B. ambasador: we Francji wzrośnie ogromny już dług publiczny
fot. pixabay.com
Zwycięzcy w wyborach parlamentarnych we Francji deklarują realizację swojego programu, co oznacza dorzucanie kosztów do już ogromnego francuskiego długu publicznego wynoszącego 110 proc. PKB – powiedział w poniedziałek w Studiu PAP b. ambasador RP we Francji i RFN Andrzej Byrt.
W niedzielę odbyła się II tura wyborów parlamentarnych we Francji. Lewicowy sojusz Nowy Front Ludowy (NFP) uzyskał 182 mandaty, centrowy obóz prezydenta Emmanuela Macrona – 168, a skrajnie prawicowe Zjednoczenie Narodowe (RN) – 143. Żadna partia nie uzyskała w wyborach większości bezwzględnej, wynoszącej 289 mandatów. W takim wypadku różne obozy polityczne mogą porozumieć się w sprawie utworzenia większości.
Byrt w poniedziałek w Studiu PAP został zapytany m.in. czy wynik niedzielnych wyborów sprawi, że Francję czeka problematyczna współpraca między lewicowymi i centrowymi obozami.
„Zobaczymy jak to będzie wyglądało. Lider Francji Nieugiętej (składowej NFP) Jean-Luc Mélenchon, który pierwszy wystąpił po ogłoszeniu wyników, zwrócił się do prezydenta w sposób obcesowy i buńczuczny mówiąc, że Macron nie może wybrać na premiera nikogo innego niż przedstawiciela zwycięzców, po drugie zapewnił, że nie pójdzie na żadne kompromisy, tylko będzie realizował +nasz program tak, aby wyborcy którzy na nas głosowali nie byli rozczarowani” – powiedział.
Byrt dopytywany, co oznacza realizacja programu Nowego Frontu Ludowego, który obiecuje m.in. cofnięcie ustawy o reformie emerytalnej z 2023 r., wzrost wynagrodzeń i płacy minimalnej oraz zamrożenie cen podstawowych artykułów spożywczych i energii odpowiedział, że oznacza to „dorzucanie kosztów do już ogromnego francuskiego długu publicznego”. Przypomniał, że Francja podobnie jak Polska jest objęta przez Komisję Europejską procedurą nadmiernego deficytu.

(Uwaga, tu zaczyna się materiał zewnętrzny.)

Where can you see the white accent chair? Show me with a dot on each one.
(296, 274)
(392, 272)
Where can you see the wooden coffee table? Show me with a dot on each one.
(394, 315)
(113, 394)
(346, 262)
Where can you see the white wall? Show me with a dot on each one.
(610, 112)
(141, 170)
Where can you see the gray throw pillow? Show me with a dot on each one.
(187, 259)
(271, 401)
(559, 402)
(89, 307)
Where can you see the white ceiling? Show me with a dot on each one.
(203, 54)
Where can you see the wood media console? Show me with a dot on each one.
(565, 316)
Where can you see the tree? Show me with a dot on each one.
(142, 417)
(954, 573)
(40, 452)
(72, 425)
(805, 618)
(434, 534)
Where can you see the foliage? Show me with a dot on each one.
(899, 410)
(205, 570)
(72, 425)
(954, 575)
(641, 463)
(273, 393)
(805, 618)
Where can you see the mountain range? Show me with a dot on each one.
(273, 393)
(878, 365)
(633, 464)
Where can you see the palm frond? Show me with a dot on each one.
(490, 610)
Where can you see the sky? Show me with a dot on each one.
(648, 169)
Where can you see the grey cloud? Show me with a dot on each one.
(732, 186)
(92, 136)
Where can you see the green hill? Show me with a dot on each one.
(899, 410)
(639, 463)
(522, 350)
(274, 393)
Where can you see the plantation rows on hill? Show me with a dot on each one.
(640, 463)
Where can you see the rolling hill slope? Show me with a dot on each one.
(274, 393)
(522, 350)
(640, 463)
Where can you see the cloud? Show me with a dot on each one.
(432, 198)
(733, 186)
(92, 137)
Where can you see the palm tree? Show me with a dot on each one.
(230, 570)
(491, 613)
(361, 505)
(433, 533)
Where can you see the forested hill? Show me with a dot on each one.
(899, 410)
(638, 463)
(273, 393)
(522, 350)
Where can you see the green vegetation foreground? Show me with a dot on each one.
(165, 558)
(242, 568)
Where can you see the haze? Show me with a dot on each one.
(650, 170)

„Kraj ten czeka mocne podniesienie kosztu funkcjonowania państwa oznaczające konieczność poszukiwania źródeł dochodów, bo Francja jest strasznie zadłużona. To jest świadomość, której nie ma przeciętny obywatel, ale dla sterników nawy państwowej jest to kluczowa kwestia żeby nie utonąć” – powiedział Byrt.
Dyplomata ocenił, że samo cofnięcie reformy emerytalnej, która przecież była „dzieckiem Macrona” oznacza dodanie „co najmniej jednego punktu procentowego PKB do już ogromnego długu francuskiego, bo wynoszącego 110 proc.”.